1. Ease of setup by picking your remote (and IR sender, if you are using one) from a list, without having to mess with or modify config files (sadly this has been lost in the most recent version of LIRC).
2. Ability to use for purposes outside a specific program by using a .lircrc (or equivalent) file. For example if you are running a desktop version of Ubuntu, how do you launch your media program (Kodi or MythTV) using only the remote? With LIRC you are not limited to controlling only certain programs; with a little bit of bash scripting skill you can control damn near anything from the remote (I have actually used it to toggle power to a lamp, by sending a command to a Raspberry Pi power control device elsewhere on the local network). If there is a way to do this in ir-keytable, nobody has bothered to explain it as far as I have seen.

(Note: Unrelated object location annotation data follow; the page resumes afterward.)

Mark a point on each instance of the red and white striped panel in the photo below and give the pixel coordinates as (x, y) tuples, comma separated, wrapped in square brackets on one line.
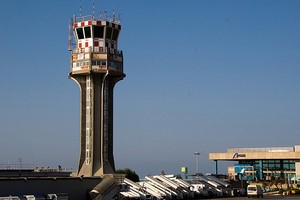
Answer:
[(98, 23)]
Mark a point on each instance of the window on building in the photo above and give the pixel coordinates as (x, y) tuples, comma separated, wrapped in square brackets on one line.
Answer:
[(98, 31), (79, 32), (115, 34), (87, 32), (108, 32)]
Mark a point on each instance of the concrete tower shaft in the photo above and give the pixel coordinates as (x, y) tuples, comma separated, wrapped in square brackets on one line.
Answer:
[(96, 66)]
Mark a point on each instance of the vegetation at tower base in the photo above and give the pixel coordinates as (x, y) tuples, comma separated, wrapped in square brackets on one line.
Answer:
[(130, 174)]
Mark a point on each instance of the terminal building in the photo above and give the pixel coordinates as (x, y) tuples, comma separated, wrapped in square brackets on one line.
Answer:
[(261, 163)]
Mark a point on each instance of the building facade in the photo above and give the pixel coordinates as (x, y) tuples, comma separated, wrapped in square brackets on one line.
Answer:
[(262, 163)]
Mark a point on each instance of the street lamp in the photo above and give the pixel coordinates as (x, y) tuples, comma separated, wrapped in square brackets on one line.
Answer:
[(197, 154)]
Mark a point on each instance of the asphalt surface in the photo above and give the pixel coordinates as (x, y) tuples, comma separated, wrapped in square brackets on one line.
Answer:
[(265, 197)]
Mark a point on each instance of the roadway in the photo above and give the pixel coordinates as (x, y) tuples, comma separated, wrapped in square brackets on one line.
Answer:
[(265, 197)]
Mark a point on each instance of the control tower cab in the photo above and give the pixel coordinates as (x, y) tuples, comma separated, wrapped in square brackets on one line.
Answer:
[(96, 47), (96, 66)]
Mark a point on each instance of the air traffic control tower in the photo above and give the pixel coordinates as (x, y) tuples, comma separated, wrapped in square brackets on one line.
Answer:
[(96, 66)]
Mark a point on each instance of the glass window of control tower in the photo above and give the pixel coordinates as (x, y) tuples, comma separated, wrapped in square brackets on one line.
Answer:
[(87, 32), (98, 31), (79, 32)]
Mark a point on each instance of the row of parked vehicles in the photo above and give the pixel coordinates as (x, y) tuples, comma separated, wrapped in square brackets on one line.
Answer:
[(37, 197), (172, 187)]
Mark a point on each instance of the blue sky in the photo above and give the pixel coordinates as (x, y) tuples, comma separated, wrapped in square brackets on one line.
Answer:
[(202, 75)]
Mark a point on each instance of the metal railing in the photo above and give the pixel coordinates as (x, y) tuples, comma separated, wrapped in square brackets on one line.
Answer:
[(101, 17), (266, 149), (98, 50)]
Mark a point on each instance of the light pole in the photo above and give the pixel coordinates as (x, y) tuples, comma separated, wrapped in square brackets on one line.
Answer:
[(197, 154)]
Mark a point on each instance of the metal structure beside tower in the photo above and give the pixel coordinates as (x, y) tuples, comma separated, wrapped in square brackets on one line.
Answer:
[(96, 66)]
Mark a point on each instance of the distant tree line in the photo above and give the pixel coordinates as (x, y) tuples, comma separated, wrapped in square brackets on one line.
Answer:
[(130, 174)]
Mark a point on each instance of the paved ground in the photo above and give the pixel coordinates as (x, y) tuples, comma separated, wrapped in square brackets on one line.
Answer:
[(265, 197)]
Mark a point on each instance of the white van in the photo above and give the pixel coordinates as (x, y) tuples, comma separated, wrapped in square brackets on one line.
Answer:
[(255, 191)]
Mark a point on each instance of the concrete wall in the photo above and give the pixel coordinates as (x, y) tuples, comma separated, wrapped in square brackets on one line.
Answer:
[(75, 187)]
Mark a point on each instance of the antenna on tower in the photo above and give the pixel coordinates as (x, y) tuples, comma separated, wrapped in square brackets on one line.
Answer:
[(80, 8), (93, 9)]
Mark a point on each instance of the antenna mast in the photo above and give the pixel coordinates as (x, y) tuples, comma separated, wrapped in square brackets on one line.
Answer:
[(80, 8), (93, 9)]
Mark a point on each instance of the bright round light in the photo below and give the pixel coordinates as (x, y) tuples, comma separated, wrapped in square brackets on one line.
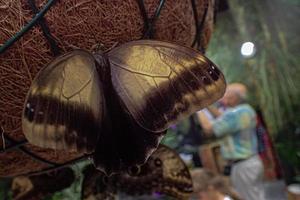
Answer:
[(248, 49)]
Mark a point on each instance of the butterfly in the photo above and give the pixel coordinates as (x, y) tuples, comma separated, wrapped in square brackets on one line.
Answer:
[(117, 105), (163, 173)]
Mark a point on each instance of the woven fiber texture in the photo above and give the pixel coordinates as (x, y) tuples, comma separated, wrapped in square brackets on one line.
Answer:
[(84, 24)]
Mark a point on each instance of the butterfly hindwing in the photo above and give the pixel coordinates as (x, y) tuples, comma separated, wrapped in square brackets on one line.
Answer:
[(163, 173), (161, 83), (64, 106)]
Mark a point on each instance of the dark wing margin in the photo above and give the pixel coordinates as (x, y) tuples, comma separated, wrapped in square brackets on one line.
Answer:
[(64, 105), (161, 83)]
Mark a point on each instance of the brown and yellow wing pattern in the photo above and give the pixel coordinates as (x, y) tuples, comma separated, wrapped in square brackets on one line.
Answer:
[(64, 106), (161, 83)]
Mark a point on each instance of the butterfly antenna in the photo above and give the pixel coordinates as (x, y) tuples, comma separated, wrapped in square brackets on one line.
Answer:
[(3, 138)]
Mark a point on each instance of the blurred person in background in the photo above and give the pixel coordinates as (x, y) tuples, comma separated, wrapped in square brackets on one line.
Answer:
[(236, 127), (208, 186)]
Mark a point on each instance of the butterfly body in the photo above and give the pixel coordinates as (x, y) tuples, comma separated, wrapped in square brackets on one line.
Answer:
[(118, 105)]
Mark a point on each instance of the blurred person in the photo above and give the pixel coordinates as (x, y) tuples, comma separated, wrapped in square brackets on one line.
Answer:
[(236, 127), (208, 186)]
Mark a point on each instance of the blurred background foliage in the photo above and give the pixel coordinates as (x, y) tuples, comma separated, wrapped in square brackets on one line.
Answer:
[(272, 74)]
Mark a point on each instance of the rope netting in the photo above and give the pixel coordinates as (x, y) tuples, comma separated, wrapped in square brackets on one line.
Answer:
[(38, 19)]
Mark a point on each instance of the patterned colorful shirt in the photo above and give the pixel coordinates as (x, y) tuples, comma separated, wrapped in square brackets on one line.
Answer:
[(237, 127)]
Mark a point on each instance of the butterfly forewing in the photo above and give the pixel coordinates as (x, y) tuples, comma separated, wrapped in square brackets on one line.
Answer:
[(64, 106), (161, 83)]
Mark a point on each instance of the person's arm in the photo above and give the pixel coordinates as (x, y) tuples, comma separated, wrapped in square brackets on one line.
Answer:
[(205, 122)]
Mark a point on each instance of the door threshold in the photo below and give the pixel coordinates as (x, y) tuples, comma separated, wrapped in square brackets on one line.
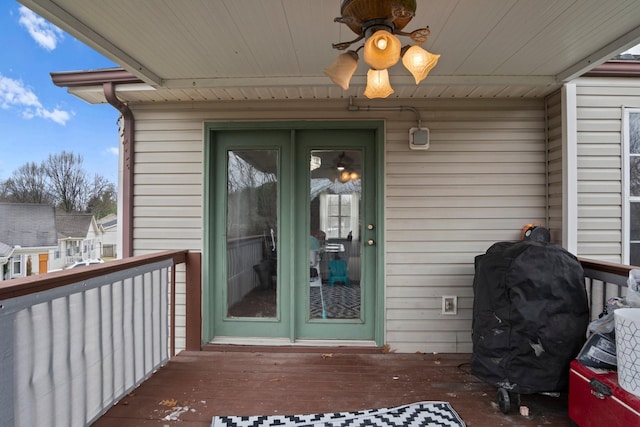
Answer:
[(283, 344)]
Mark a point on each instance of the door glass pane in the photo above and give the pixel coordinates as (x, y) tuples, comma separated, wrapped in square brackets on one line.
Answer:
[(252, 218), (334, 243)]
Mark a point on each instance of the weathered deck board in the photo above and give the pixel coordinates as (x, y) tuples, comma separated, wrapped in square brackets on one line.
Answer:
[(294, 381)]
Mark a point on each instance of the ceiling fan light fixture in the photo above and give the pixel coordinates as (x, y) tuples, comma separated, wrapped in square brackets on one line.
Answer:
[(378, 85), (419, 62), (382, 50), (379, 22)]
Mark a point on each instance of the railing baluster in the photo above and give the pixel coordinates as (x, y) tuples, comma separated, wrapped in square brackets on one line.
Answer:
[(75, 342)]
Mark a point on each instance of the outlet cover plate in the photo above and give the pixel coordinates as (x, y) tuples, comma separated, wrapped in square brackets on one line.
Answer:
[(449, 304)]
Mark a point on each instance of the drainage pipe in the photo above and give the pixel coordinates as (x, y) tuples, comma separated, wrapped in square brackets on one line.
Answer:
[(353, 107), (109, 89)]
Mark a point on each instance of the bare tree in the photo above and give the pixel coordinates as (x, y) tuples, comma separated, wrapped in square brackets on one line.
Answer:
[(103, 199), (67, 180), (28, 184), (61, 181)]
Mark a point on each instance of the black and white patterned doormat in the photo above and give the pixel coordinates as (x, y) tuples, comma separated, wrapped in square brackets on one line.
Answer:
[(420, 414)]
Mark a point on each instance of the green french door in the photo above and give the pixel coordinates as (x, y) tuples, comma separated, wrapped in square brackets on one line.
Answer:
[(293, 233)]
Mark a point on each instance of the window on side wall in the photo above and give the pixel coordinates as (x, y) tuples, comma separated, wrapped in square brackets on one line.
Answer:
[(16, 266), (631, 174)]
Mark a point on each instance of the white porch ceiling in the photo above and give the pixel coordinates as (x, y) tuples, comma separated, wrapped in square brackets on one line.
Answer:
[(277, 49)]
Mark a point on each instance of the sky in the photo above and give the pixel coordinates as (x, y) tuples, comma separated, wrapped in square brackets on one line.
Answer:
[(37, 118)]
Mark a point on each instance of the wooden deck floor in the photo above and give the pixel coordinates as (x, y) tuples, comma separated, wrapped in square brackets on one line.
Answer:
[(263, 381)]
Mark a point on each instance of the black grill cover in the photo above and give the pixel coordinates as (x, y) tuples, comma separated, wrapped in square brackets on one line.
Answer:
[(530, 316)]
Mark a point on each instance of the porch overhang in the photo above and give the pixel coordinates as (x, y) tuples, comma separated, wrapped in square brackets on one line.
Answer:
[(252, 50)]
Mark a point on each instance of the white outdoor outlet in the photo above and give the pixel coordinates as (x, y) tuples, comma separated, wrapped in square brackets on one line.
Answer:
[(449, 304)]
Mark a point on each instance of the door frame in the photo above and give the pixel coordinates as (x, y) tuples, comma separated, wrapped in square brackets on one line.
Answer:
[(209, 220)]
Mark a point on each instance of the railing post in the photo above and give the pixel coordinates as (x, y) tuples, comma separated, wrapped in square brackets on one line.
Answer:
[(193, 289)]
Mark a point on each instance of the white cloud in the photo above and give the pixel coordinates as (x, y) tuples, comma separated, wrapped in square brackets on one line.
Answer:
[(43, 32), (14, 95)]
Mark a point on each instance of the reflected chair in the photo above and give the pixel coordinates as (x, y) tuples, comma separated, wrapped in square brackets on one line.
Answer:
[(338, 272), (315, 280)]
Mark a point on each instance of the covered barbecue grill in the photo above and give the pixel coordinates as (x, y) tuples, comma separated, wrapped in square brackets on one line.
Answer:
[(530, 317)]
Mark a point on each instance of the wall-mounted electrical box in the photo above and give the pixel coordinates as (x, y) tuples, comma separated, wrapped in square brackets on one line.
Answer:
[(449, 304), (419, 138)]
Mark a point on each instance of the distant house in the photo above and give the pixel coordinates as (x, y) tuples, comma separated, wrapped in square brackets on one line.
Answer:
[(109, 226), (27, 235), (79, 238)]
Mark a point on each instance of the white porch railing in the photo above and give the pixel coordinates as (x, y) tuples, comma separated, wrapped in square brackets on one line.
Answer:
[(603, 281), (69, 352)]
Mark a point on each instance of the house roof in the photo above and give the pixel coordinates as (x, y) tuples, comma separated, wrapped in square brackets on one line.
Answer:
[(73, 225), (27, 225), (262, 49)]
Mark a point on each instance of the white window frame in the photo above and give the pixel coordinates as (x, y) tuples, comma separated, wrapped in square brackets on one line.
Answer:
[(354, 216), (16, 260)]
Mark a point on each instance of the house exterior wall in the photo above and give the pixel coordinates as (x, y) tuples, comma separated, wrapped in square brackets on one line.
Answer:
[(600, 103), (554, 109), (481, 181)]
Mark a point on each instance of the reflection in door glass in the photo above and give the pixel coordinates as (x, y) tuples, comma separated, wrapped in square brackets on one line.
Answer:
[(252, 218), (334, 244)]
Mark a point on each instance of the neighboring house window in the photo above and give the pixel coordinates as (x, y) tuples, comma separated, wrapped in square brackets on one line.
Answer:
[(632, 186), (16, 266), (339, 215)]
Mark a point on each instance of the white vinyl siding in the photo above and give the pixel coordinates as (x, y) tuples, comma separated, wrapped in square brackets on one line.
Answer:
[(600, 176), (555, 166), (481, 181)]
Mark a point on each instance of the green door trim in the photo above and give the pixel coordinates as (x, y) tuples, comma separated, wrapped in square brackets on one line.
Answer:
[(209, 246)]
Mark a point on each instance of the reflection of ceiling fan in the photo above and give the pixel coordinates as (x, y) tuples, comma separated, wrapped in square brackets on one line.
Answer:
[(343, 162)]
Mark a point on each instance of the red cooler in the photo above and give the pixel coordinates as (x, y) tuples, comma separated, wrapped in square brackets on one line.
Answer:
[(596, 399)]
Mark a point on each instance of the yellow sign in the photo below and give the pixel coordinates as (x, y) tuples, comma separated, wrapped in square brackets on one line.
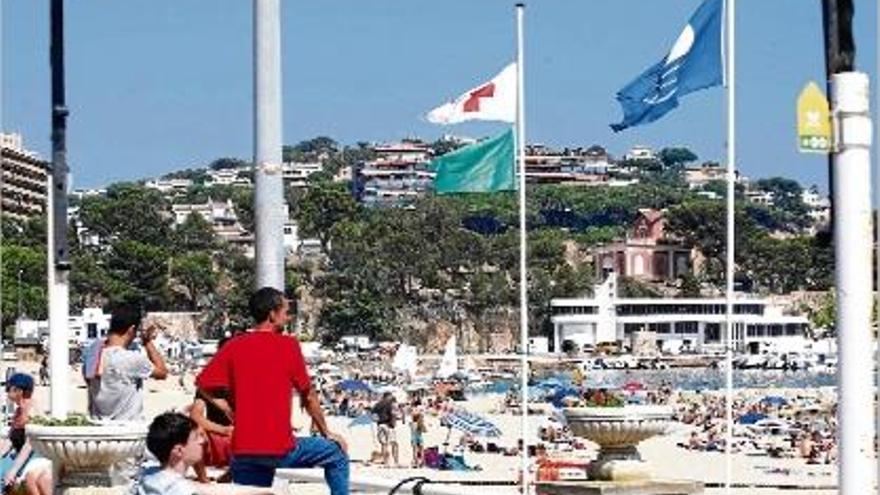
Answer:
[(814, 121)]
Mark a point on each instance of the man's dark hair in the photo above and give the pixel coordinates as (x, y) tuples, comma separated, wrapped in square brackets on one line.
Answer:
[(123, 318), (166, 431), (263, 302)]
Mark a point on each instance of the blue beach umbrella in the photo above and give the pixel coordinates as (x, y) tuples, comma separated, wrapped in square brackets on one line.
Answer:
[(774, 400), (353, 386), (362, 420), (751, 418)]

3. The blasting ability you mention, using the irsend command - see http://www.piddlerintheroot.com/ir-blaster-lirc/ and/or https://translate.google.com/transla...-text=&act=url (English translation by Google) for examples of how this can be used.

Also there is the problem that certain keys on the remote just don't seem to work as they should for some people when using ir-keytable.

For now, as explained in other threads, it is still possible to revert to an older version of LIRC (for example see https://twosortoftechguys.wordpress....-ubuntu-18-04/) and that solves all of these issues. But at some point that solution may no longer be workable, unless some programmer decides to fork and rename and maintain the former (0.9.x) version of LIRC, which is something I'd truly love to see, because for many users (including myself) the former version of LIRC has been the only thing that consistently works and works well, provided you don't upgrade to that gahdawful 1.x version that's offered in the more recent Ubuntu repos. Really wish they would add lirc-classic to the Ubuntu repo (that being the version of LIRC that's in the Ubuntu 16.04 repo).